Martin Willett, chief deputy Pima County administrator, said the plan had been to send the bills to the printer Thursday. At this point, he said, there is little wiggle room.
"We've calculated that a week from Monday is when we need to send them under the contract we have," he said.
Willett said the printer probably could accommodate some delay. But that would require extra work - and extra cost.
Some smaller counties have more flexibility.
Coconino County Treasurer Bonny Lynn said she has more flexibility. But not a lot.
"Aug. 31 is when I'm looking at as our drop-dead date," she said, what with requirements for the Arizona Department of Revenue to calculate all of the tax rates.
Mariann Fletcher, Cochise County's deputy treasurer, reported a similar deadline. "Our obvious crunch time is the end of August," she said.

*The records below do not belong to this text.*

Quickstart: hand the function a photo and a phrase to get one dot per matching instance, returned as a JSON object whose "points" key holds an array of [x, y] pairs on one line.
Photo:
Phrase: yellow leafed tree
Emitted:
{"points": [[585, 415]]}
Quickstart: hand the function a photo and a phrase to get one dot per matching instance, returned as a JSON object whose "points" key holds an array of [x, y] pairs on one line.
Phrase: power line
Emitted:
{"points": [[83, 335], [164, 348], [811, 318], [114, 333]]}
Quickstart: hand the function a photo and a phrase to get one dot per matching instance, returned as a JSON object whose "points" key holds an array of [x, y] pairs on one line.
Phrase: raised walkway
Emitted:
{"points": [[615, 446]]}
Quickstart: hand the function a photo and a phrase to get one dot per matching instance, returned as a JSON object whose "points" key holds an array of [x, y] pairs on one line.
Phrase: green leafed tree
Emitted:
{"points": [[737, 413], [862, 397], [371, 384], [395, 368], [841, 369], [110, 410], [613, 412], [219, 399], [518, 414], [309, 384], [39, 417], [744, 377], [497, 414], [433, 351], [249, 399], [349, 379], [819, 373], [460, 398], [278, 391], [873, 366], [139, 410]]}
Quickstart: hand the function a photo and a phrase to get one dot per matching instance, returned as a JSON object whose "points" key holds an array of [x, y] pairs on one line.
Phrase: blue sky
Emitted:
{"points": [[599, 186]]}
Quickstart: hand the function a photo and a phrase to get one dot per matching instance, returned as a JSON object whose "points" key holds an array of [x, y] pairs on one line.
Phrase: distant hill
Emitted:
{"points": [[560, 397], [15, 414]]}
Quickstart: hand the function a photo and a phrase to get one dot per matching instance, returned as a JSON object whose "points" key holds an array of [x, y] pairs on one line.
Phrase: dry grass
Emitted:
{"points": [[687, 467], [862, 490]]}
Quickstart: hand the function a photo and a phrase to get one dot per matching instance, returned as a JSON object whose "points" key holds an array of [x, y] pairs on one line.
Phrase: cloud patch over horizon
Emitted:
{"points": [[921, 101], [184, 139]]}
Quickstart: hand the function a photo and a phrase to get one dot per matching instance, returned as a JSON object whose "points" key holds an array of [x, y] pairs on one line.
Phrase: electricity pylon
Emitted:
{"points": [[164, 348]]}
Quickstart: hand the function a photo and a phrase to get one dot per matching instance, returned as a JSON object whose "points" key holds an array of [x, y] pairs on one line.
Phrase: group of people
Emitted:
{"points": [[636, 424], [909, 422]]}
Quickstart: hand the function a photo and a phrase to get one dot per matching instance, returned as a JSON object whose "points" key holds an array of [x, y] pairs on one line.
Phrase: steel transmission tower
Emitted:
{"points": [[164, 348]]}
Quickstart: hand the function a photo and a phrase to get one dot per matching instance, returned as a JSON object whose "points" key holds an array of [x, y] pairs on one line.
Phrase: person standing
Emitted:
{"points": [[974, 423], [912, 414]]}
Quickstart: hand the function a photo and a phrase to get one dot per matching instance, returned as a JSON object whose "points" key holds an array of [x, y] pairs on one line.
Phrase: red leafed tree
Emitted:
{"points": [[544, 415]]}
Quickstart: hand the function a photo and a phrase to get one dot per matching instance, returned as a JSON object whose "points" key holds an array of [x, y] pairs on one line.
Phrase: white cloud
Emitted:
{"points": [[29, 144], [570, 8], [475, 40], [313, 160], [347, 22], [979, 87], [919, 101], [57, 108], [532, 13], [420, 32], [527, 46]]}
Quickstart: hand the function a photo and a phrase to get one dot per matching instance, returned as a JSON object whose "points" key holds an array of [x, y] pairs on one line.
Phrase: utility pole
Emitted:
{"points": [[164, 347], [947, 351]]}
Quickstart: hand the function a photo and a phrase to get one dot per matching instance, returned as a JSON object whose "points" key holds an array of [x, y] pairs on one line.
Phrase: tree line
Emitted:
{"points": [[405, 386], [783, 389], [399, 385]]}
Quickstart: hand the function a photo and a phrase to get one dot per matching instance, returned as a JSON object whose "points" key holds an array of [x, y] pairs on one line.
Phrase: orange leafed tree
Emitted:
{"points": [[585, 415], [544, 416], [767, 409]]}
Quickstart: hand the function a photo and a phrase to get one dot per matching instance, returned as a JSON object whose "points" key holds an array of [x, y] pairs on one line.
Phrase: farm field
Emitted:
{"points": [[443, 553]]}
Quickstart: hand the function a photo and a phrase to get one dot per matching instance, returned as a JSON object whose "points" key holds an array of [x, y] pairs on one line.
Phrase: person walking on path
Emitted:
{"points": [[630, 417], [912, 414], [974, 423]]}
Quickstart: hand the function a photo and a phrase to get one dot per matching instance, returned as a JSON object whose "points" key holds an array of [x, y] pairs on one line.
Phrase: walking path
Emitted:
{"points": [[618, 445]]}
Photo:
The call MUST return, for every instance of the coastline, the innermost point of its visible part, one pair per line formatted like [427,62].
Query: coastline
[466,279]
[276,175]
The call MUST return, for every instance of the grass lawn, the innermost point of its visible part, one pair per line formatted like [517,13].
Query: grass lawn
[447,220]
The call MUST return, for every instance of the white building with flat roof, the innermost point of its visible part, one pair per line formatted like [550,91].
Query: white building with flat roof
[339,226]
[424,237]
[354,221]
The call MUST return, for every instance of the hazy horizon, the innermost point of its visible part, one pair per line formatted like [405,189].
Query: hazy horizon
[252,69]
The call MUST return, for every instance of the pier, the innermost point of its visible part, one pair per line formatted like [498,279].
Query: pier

Yuma County Administrator Robert Pickels said his county has "some leeway" in printing.
All that assumes, though, that lawmakers and Gov. Jan Brewer can accomplish in the next week or two what they have been unable to do for months: find a budget deal acceptable to the governor and a majority of lawmakers.
Hanging in the balance is more than whether Arizonans will have to pay the tax for the first time in three years. That levy would add about $66 a year to the bill on a $200,000 home and more than $360 to what is owed by the owner of a $500,000 business.
There also is the clear possibility that, even if county officials wait until the last possible minute, a deal won't come until after the bills are printed - and maybe not until after they're mailed out.
So who pays to reprint or resend the bills?
"That's an unanswered question," Burns said.
The levy was suspended for three years in 2006 when the state had extra money, with the law crafted so that, absent legislative action, it returns automatically this year. The deadline for county supervisors to formally approve the tax rates for all jurisdictions is Monday.
Both the House and Senate have approved measures to permanently repeal the tax, though in different forms. But the real hang-up remains Brewer.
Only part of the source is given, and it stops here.